FantasyFilmFest Nights. 1.

Es ist wieder mal soweit. Der Zahn der Zeit und dubiose Aktivitäten wie Bücherschreiben nagen zusehends an der Menge der mir bekannten Filmfreunde... Aber hey. Andere tauchen dafür wieder auf, vereinzelt...
Jedenfalls.

Control. Control by Molten Brain Zum frühen Beginn... kaum aufgestanden... etwas Belgisches. Nicht ganz auf Alzheimercaseniveau, etwas vorhersehbar, mit einer zottelighaarigen ausgemergelten Raimundharmsdorffoderkriskristoffersonvariation und einer betont geheimnisvollen basicinstinctigen Schönheit und ein paar wekken Köpfen, erstmal... haut einen nicht um, aber hey, solide, und wenn ein Tatort mal diese Niveau erreichen sollte, würde ich das wahrscheinlich auch ab und zu kucken...

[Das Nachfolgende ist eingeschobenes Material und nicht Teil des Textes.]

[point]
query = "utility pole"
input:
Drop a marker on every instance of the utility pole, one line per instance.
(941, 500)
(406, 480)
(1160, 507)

Pyewacket. Ebenfalls mittelprächtiger ebenfalls solider Streifen mit etwas schwachen Eltern und einer durchaus voll okay gespielten Tochter, die versucht, mit schwarzer Magie ein Problem zu bewältigen. Stellenweise durchaus gruslig und durchwegs unterhaltsam.

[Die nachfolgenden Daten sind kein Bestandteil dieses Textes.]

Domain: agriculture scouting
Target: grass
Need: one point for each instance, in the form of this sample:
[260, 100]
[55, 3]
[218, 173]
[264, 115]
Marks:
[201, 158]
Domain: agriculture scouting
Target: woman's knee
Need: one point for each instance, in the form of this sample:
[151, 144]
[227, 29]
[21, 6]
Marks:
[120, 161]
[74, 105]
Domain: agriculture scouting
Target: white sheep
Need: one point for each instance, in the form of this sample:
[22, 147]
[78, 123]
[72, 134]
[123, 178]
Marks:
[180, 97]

Brawl in Cell Block 99. Deswegen geht man zum Fantasyfilmfest! Vince Vaughn ist nicht nur groß, sondern läßt - was das Ergebnis, nicht die Eleganz angeht - den ollen Seagal, bei dem damals noch die Knochenbrechgeräusche wegzensiert wurden, ziemlich mickrig aussehen (ja, ich weiß, Saegal ist inzwischen - als ich das letzte Mal einen "Film" mit ihm gesehen habe jedenfalls - auch größer, aber anders, eher... wie ein Berg vielleicht... egal). Eine knackigharte Einmannmusseinejobannehmengeschichte, die dunkel anfängt und... Egal. kein Spoiler. Die Story läßt eher einen manga als Vorlage vermuten, und wohlige Erinnerungen an Story of Ricky werden wach - damals vielleicht kreativer und overthetopper, aber hier durchaus sodassesbeimzukuckenwehtutrealistischer... , und als Zugabe gibt es einen coolen Don Johnson. Mehr davon, bitte.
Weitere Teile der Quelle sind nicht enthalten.